If you display signs and symptoms of heart problems, your doctor might recommend an echocardiogram. The test, which uses ultrasound technology to produce pictures of the heart to see how well it is working, is a common procedure that requires little preparation, according to MayoClinic.com.
Follow your doctor’s instructions on when you can eat and drink before the test. There are no food or drinking restrictions for a standard electrocardiogram. However, you should not eat or drink at least three hours before a stress echocardiogram and at least six hours before a transesophageal echocardiogram. You can drink water up to two hours before a transesophageal echocardiogram.
Take your medication at the usual time. If you are having a transesophageal echocardiogram, take your medication with a sip of water. If you have diabetes and are scheduled for this test, talk to your doctor about when you should take your medication. If you take Viagra, Cialis or Levitra and are having a stress test, talk to your doctor.

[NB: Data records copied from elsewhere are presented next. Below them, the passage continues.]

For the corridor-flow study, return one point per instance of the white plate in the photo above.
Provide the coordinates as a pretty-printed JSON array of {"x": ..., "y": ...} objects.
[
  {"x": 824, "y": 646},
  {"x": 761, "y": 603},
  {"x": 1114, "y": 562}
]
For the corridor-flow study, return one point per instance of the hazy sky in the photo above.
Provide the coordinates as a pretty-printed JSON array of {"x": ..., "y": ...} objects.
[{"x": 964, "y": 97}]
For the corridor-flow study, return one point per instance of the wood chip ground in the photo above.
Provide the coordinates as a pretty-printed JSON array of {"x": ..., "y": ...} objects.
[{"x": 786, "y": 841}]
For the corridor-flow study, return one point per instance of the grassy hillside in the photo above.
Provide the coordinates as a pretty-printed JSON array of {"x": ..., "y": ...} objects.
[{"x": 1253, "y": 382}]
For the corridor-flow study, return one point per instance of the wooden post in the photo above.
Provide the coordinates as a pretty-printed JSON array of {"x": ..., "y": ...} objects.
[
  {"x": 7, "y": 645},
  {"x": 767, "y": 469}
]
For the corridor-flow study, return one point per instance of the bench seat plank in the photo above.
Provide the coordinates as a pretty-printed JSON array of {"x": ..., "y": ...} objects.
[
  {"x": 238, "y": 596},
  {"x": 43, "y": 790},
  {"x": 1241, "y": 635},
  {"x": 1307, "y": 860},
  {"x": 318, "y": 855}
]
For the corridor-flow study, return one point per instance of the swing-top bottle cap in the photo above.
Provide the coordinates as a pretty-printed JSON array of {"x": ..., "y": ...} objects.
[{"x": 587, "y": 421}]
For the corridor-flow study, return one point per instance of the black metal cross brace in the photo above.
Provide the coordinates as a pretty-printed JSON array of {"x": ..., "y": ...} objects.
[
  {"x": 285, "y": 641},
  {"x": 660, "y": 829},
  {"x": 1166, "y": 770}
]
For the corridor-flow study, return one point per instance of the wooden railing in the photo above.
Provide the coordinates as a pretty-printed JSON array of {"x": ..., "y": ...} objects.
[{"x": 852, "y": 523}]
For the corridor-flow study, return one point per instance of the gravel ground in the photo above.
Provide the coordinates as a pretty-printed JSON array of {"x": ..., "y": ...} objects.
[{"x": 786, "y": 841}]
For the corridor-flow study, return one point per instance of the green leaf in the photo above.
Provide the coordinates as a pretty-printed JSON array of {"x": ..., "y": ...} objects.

Dress comfortably. If you are having a stress echocardiogram, you will be exercising on a treadmill or stationary bicycle and should wear comfortable running shoes.
Leave plenty of time. It takes about an hour for a standard echocardiogram test or 90 minutes if you are having a transesophageal echocardiogram.
Advise your doctor of any allergies to medication. Although rare, an allergic reaction to dyes or sedatives used in some electrocardiograms is possible.
Make arrangements for a ride from your appointment. Although this is not necessary for a standard echocardiogram, if you are having a transesophageal echocardiogram, this is a must. During the procedure, a sedative is provided so that the doctor can insert a scope down your throat to get a better image of the heart. The sedative can cause drowsiness and dizziness, the Cleveland Clinic notes.
Wait one hour after a transesophageal echocardiogram before eating or drinking if you have a sore throat, the Cleveland Clinic advises.
You might experience an irregular heartbeat during a stress echocardiogram, MayoClinic.com says. This is from the exercise or medication and is rare.